I think GT 755M supports CUDA.

NVIDIA GeForce GT 755M - NotebookCheck.net Tech

Do your applications support multiple threads or multiple cores in a processor? Answer this.


----------



## AbhMkh (Feb 19, 2014)

kunalgujarathi said:


> Ok so
> Yep powerful processor needed!
> See actually Nvidia made GTX series and removed OpenGL/CUDA supports!(Basically languages run by these softwares)
> 
> ...



8850M supports Open CL 1.2 whereas 755M does not, also 8850m has higher number of shader processing/texture mapping units whilst having a lower clock speed.

I also found this online

Looking for the best graphic card to run autocad [Solved] - Graphics Cards - Graphics & Displays


"AMD cards actually run creative software better due to their wonderful OpenCL support, CUDA is kind of falling off, and nvidia hasn't caught up with the open standards yet. If you can't afford a Quadro or FirePro, go with an AMD 7700 or 7800 series."


Hope this helps


----------



## seamon (Feb 20, 2014)

AbhMkh said:


> 8850M supports Open CL 1.2 whereas 755M does not, also 8850m has higher number of shader processing/texture mapping units whilst having a lower clock speed.
> 
> I also found this online
> 
> ...



Cad on a 1366x768 lappy coupled with a very weak(compared to quad core i7s) would definitely suck otherwise I would have recommended the Inspiron 15/15R. 

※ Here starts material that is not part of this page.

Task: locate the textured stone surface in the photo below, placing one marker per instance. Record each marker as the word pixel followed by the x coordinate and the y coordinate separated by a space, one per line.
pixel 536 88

Yep AMD cards have more shader units running at lower frequency whereas Nvidia cards have low no. of shader units running at higher frequency(Kepler shifted slightly towards the AMD approach as opposed to Fermi which offered ridiculously low no. of shaders at ridiculous clocks). This is the reason why AMD cards mine bitcoins so fast.

There's another very good option for OP............convert your GeForce GT 755M into a quadro.........no kidding it is possible.

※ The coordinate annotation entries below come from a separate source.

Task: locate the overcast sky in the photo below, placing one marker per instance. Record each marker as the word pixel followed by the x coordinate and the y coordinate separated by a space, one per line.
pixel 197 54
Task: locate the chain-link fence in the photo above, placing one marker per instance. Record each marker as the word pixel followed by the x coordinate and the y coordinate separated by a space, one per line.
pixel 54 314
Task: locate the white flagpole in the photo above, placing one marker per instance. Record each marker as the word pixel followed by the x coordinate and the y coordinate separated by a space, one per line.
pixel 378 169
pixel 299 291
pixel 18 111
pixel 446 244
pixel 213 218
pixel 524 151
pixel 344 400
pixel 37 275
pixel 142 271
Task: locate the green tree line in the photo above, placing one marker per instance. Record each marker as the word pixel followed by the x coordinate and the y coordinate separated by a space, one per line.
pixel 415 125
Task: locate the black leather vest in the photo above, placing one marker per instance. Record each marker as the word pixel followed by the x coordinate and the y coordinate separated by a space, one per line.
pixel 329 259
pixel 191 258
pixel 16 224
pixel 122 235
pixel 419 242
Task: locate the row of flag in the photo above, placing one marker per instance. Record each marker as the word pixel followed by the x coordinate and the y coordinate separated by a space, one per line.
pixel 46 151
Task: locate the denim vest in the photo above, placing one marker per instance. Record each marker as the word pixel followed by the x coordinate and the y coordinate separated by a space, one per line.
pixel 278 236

Nvidia GeForce GT755M is based on the GK107 architecture with 384 shader units. Nvidia Quadro K1100M is also based on the GK107 architecture with 384 shader units.

It is possible to soft-mod a Geforce card into a Quadro card with same architecture and shaders using this guide:-

Tech ARP - NVIDIA GeForce To Quadro Soft-Mod Guide Rev. 4.1

According to the guide some applications showed more than 100% increase in performance.


From notebookchecknet
"The Quadro series offers certified drivers that are optimized for stability and performance in professional applications like CAD or DCC. OpenGL performance, for example, should be significantly better than with GeForce graphics cards of similar specifications."

Once you install Quadro drivers using the mod, you will get Quadro level of Open GL support. Hope this helps .


----------



## kunalgujarathi (Feb 20, 2014)

seamon said:


> Cad on a 1366x768 lappy coupled with a very weak(compared to quad core i7s) would definitely suck otherwise I would have recommended the Inspiron 15/15R.
> 
> Yep AMD cards have more shader units running at lower frequency whereas Nvidia cards have low no. of shader units running at higher frequency(Kepler shifted slightly towards the AMD approach as opposed to Fermi which offered ridiculously low no. of shaders at ridiculous clocks). This is the reason why AMD cards mine bitcoins so fast.
> 
> ...



+1 for share!

So I have closed down to Y510p!


----------



## seamon (Feb 20, 2014)

kunalgujarathi said:


> +1 for share!
> 
> So I have closed down to Y510p!



Oops looks like there's a problem, this mod is not compatible with laptops. I just tried in  mine. Sorry to disappoint you man.


----------



## omega44-xt (Feb 20, 2014)

Get Y510p....... 8850M of Dell is bottlenecked due to i7 ULV


----------



## kunalgujarathi (Feb 20, 2014)

seamon said:


> Oops looks like there's a problem, this mod is not compatible with laptops. I just tried in  mine. Sorry to disappoint you man.


 
 No problem!



anupam_pb said:


> Get Y510p....... 8850M of Dell is bottlenecked due to i7 ULV



Yep I know that but for my applications we have such a competition

i7-4700HQ+HD4400 (755M is least used)
                 Vs
I7-4500 U+8850M


----------



## seamon (Feb 20, 2014)

kunalgujarathi said:


> No problem!
> 
> 
> 
> ...



GT 755m has openCL support.
GeForce GT 755M | Specifications | GeForce


----------



## omega44-xt (Feb 21, 2014)

kunalgujarathi said:


> No problem!
> 
> 
> 
> ...



You can force your dedicated GPU to be used instead of Intel one, if u want, for the applications you want from NVIDIA control panel


----------